- Born: 1964 (age 61–62)
- Occupations: Novelist, poet, academic
- Writing career
- Notable work: The Marlowe Papers
- Notable awards: Desmond Elliott Prize, Authors' Club Best First Novel Award, Hoffman Prize
- Website: rosbarber.com

= Ros Barber =

English novelist and poet, born 1964

Rosalind Barber (born 1964) is an English novelist, poet and academic. Her work include Material, a collection of poetry, and the novel The Marlowe Papers.

==Education==
She has a BSc in Biology, an MA in creative writing, the arts and education, and a PhD in English literature, all from the University of Sussex. Her PhD was completed in 2011 with a dissertation titled Writing Marlowe as writing Shakespeare. She also has an Open University BA in English literature and philosophy.

Barber has worked as a computer programmer.

==Novels==
Barber's first novel, The Marlowe Papers (2012), is written in blank verse and was part of a PhD. She subscribes to the Marlovian theory of Shakespeare authorship, and is as of 2023 a director of research of the Shakespearean Authorship Trust. In 2013, she described herself as an "agnostic" on Marlowe as Shakespeare. In the book, Marlowe's death is a ruse and he writes plays in Shakespeare's name. The book won the Hoffman Prize, the Desmond Elliott Prize and the Authors' Club First Novel Award. Her second novel, Devotion (2015), was shortlisted for the Encore Award.

Together with Nicola Haydn, she wrote a one-man stage adaptation of The Marlowe Papers performed in 2016.

==Poetry==
Of Barber's three volumes of poetry, Material (2008) was a Poetry Book Society recommendation. Its title poem, which also appears in the Faber anthology Poems of the Decade (2015), was in England's school sixth-form syllabus as of 2017.

==Academic position==
As of 2021, Barber lectures in the Department of English and Comparative Literature at Goldsmiths, University of London. Her appointment ended in 2024.

==Awards and recognition==
She won the Hoffman Prize in 2011, 2014 and 2018.

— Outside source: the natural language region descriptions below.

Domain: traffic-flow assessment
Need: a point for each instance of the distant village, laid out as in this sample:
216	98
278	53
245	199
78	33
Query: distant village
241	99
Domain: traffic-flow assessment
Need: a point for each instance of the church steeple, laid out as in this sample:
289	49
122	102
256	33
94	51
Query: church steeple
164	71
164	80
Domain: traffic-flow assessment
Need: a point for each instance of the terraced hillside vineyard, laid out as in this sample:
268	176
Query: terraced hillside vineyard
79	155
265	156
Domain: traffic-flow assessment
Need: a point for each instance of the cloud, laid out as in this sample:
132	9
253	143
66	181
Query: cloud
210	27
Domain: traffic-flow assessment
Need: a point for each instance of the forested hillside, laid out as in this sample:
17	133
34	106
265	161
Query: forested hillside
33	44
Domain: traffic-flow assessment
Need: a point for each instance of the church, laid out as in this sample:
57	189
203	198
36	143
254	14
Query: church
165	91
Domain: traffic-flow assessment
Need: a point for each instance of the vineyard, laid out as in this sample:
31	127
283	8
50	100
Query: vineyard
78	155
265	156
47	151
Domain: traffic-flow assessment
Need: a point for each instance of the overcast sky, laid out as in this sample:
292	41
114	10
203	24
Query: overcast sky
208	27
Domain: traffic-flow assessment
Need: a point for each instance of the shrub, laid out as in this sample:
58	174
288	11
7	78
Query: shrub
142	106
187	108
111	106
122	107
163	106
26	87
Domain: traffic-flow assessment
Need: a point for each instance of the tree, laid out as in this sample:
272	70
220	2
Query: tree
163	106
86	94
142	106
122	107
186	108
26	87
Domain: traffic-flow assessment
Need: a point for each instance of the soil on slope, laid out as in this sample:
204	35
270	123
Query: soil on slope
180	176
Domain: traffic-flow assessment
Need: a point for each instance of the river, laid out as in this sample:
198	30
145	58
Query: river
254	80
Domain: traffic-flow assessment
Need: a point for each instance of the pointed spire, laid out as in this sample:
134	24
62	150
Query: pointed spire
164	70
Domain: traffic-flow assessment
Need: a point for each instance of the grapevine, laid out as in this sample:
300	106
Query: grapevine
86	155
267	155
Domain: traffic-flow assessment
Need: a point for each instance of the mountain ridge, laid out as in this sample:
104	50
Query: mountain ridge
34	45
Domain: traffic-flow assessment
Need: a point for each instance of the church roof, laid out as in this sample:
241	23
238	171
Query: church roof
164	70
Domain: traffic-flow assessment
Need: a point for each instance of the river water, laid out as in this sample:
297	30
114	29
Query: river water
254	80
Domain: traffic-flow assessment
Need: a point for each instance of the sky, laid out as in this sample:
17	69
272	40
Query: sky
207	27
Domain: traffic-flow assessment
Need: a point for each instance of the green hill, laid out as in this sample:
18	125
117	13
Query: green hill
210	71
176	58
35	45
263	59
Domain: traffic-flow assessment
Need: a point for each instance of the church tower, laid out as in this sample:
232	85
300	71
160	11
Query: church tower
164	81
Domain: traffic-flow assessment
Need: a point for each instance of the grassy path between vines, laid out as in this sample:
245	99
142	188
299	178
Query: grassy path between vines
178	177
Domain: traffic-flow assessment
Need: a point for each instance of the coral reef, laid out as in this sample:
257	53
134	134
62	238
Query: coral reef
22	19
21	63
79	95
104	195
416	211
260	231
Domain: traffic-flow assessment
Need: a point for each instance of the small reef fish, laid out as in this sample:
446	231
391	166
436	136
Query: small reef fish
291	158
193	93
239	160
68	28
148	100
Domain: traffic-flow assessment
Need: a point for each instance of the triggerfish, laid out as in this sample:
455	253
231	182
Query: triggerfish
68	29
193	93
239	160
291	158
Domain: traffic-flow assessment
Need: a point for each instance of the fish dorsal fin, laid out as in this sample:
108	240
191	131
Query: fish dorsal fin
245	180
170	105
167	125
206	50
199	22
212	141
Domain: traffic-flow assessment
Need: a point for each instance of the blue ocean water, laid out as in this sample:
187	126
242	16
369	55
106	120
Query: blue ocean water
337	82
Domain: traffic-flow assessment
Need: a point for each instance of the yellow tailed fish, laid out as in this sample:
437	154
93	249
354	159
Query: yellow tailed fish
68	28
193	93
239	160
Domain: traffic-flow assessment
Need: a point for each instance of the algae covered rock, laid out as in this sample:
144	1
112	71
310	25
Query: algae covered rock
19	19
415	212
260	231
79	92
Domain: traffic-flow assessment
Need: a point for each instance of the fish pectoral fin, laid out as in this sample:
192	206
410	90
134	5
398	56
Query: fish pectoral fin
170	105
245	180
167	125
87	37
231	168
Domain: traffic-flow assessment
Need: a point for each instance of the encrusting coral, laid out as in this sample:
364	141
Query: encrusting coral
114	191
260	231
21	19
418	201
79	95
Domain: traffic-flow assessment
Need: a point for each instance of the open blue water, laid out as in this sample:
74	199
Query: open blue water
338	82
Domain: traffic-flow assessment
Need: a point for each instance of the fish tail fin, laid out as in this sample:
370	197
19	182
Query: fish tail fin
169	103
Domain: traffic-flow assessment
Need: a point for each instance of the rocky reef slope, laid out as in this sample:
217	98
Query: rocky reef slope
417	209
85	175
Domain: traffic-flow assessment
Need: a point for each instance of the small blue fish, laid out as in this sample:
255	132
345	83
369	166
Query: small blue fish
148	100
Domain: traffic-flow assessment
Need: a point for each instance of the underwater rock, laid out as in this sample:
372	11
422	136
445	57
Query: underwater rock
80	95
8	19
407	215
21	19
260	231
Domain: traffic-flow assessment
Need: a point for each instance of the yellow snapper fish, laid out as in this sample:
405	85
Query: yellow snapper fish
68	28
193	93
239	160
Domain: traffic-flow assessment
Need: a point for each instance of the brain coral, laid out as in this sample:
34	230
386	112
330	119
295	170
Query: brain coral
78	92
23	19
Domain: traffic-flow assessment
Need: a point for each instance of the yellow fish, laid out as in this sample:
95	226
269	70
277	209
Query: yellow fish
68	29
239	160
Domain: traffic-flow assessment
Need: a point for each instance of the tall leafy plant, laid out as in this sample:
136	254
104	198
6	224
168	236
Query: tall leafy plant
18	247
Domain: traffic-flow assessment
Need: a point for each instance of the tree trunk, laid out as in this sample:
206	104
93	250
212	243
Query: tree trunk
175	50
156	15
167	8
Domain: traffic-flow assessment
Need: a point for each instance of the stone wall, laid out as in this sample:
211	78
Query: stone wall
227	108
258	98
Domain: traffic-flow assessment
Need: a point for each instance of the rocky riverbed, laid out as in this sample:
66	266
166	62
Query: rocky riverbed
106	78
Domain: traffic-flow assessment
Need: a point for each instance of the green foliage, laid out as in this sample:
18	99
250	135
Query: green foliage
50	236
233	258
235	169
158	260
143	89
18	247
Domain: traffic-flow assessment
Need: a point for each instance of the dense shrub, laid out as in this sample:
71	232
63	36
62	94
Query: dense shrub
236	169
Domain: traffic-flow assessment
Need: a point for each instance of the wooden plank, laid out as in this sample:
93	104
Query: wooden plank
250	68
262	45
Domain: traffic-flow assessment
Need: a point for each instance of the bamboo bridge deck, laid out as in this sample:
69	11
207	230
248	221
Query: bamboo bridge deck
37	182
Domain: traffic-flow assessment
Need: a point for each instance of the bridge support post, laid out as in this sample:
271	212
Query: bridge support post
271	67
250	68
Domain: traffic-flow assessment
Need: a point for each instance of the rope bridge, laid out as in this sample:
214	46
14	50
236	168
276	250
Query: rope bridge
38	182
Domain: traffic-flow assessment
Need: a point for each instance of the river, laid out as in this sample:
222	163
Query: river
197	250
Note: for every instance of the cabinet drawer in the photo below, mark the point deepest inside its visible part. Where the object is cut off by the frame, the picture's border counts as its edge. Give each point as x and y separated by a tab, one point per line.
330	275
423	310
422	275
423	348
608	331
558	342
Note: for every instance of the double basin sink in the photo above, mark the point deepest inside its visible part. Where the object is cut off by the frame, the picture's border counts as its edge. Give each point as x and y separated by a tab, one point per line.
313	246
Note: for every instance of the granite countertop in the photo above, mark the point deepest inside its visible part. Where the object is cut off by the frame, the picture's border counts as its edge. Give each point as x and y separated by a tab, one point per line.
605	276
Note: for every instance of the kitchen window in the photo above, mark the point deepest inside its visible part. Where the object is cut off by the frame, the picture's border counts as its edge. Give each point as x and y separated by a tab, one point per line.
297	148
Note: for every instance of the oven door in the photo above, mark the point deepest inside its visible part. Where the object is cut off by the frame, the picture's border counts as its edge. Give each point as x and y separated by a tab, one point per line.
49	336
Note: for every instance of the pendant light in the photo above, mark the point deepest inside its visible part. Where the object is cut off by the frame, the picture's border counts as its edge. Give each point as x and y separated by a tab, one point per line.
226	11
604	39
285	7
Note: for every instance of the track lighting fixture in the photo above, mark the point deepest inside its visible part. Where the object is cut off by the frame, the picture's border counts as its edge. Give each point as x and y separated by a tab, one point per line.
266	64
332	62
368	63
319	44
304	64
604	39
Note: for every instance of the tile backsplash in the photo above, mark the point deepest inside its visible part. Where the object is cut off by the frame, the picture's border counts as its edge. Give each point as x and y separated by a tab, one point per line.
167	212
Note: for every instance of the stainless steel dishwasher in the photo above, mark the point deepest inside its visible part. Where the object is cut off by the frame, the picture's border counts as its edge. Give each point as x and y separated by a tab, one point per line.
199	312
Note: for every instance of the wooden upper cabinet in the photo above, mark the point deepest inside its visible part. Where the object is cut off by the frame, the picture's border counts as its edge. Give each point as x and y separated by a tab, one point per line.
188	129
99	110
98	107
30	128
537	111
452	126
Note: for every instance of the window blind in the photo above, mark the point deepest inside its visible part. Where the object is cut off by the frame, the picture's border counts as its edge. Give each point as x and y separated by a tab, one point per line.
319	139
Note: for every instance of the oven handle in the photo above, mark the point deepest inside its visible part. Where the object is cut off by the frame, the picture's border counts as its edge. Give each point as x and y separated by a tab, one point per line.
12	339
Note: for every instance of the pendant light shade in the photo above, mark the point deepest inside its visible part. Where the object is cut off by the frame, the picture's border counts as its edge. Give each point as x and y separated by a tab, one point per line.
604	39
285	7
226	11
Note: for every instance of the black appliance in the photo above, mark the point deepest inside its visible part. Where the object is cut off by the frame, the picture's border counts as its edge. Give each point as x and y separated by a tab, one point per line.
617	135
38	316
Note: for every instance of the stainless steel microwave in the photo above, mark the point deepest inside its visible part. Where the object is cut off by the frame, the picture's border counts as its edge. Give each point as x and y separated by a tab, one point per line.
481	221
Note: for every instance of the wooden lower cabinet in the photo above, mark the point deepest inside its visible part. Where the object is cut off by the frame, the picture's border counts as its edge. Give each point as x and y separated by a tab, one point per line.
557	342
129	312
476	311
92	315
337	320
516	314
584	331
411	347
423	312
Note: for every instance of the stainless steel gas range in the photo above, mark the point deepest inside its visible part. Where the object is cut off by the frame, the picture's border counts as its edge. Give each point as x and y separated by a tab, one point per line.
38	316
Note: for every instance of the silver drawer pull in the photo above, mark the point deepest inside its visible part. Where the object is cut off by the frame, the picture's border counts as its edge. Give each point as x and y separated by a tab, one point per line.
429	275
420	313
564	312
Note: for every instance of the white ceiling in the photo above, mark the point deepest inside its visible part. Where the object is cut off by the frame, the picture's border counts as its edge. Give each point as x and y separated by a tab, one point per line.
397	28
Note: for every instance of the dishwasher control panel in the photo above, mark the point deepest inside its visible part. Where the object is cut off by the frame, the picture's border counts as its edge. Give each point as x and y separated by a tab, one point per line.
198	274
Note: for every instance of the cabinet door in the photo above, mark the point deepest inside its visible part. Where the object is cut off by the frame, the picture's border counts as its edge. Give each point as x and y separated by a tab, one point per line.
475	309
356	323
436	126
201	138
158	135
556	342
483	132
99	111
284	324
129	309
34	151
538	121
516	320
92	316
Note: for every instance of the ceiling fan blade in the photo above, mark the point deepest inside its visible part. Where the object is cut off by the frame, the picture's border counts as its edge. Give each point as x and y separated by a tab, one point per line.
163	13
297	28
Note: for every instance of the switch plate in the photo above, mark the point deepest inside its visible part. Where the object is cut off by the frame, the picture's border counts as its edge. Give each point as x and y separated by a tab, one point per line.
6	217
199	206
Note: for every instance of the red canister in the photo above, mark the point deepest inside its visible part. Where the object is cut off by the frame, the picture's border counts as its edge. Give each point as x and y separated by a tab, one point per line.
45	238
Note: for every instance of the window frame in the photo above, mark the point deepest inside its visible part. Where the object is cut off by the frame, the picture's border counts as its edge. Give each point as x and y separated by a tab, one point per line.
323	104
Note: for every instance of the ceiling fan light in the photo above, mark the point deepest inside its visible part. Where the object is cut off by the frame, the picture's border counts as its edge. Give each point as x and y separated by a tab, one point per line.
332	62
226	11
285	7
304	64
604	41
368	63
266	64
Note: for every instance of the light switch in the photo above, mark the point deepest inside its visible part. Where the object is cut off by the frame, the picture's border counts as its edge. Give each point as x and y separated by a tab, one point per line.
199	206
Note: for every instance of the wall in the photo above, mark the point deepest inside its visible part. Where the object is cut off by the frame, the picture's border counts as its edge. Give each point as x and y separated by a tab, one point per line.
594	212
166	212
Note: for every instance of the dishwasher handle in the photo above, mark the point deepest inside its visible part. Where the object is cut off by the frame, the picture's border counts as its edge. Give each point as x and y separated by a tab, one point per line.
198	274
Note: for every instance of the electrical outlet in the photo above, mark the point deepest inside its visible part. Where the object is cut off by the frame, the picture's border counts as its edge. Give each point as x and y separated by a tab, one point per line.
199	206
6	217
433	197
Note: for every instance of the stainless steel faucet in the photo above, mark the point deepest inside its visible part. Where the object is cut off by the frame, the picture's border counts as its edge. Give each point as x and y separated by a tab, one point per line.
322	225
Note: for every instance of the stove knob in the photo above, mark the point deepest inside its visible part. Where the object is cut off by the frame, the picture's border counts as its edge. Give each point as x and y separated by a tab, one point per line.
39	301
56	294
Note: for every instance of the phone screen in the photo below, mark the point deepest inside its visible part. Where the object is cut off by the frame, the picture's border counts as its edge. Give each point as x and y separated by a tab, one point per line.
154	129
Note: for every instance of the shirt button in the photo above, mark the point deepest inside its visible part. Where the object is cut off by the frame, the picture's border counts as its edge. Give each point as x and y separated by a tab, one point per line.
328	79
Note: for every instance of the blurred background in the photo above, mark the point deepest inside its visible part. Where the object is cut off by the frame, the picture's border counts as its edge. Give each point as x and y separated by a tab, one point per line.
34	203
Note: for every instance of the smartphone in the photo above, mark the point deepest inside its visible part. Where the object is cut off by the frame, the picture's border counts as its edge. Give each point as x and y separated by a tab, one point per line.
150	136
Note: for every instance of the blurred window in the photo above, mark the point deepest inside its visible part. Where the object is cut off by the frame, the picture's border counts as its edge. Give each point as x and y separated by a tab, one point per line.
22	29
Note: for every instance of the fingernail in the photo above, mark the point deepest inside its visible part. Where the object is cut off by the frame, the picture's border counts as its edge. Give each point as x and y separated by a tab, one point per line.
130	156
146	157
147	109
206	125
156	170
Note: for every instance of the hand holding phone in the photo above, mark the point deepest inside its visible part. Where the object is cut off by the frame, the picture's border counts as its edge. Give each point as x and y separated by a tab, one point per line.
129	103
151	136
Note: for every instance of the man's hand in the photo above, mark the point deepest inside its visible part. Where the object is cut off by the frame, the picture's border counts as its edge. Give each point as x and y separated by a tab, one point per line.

| Year | Work | Award | Result | Ref |
| 2011 | The Marlowe Papers | Hoffman Prize | Won |  |
| 2013 | Authors' Club First Novel Award | Won |  |
| Desmond Elliott Prize | Won |  |
| Women's Prize for Fiction | Longlisted |  |
| 2014 | "Shortly he will forget to go" | Hoffman Prize | Won |  |
| 2015 | Devotion | Encore Award | Shortlisted |  |
| 2018 | "Big Data, Little Certainty" | Hoffman Prize | Won |  |

==Bibliography==
===Novels===
- The Marlowe Papers (2012)
- Devotion (2015)

===Poetry===
- How Things Are on Thursday (2004)
- Not the Usual Grasses Singing (2005)
- Material (2008)

===Non-fiction===
- 30 Second Shakespeare (2015)
==Personal life==
Barber's parents, who were physicists, divorced when she was young. A brother of hers died of cancer.

Barber's first marriage ended in her mid-thirties. She later remarried.